"Let books be your dining table, / And you shall be full of delights. / Let them be your
mattress,/
And you shall sleep restful nights" (St. Ephraim the Syrian).


Monday, June 25, 2018

Neilos of Rossano and His Life

Ines Murzaku recently sent me a copy of her newest publication, which I very gladly draw to your attention. She has graciously agreed to an interview about it in the coming days. (For a previous interview I did with her, see here.)

The first is a translation she worked on along with Raymond Capra and Douglas Milewski and published by Harvard University Press under its prestigious Dumbarton Oaks Medieval Library imprint: The Life of Saint Neilos of Rossano (2018), 384pp.

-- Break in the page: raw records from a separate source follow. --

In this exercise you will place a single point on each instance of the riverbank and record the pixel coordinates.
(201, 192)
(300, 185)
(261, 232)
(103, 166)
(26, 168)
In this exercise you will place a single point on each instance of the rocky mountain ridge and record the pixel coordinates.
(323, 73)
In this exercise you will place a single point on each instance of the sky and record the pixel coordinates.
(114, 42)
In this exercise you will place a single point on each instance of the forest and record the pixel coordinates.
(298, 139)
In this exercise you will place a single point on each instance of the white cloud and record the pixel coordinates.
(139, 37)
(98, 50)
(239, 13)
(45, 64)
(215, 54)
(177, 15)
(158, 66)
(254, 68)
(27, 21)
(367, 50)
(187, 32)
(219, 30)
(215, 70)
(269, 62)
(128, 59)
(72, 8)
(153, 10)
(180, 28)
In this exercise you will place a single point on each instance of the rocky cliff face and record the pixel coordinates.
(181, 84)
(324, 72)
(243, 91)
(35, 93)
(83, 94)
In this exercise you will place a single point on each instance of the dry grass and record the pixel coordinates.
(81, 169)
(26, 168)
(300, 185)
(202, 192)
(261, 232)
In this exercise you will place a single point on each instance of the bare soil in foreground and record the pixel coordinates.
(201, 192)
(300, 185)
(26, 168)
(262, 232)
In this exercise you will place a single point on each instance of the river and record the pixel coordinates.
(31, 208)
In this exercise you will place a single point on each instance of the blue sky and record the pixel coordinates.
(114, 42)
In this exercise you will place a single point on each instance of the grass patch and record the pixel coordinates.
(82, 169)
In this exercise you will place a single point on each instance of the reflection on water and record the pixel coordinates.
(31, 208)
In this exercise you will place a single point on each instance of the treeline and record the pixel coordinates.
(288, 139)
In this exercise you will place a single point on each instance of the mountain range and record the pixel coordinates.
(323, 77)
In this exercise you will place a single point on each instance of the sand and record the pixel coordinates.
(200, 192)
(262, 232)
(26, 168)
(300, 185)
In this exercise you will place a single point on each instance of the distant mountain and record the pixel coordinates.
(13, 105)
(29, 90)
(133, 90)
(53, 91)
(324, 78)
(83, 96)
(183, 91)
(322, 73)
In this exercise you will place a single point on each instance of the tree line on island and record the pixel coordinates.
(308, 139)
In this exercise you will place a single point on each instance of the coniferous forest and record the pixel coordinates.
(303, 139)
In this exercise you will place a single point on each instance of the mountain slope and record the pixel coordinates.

The titular figure occupies a truly liminal place both geographically and historically in East-West relations. As the publisher tells us:
The Life of Saint Neilos of Rossano is a masterpiece of historically accurate Italo-Greek monastic literature. Neilos, who died in 1004, vividly exemplifies the preoccupations of Greek monks in southern Italy under the Byzantine Empire. A restless search for a permanent residence, ascetic mortification of the body, and pursuit by enemies are among the concerns this text shares with biographies of other saints from the region. Like many of his peers, Neilos lived in both hermitages and monasteries, torn between the competing conventions of solitude and community. The Life of Neilos offers a snapshot of a distinctive time when Greek and Latin monasticism coexisted, a world that vanished after the schism between the churches of Rome and Constantinople in 1054. This is the first English translation, with a newly revised Greek text.
The figure under examination here, and some of the themes, have been partly treated in some of her other recent publications as noted here.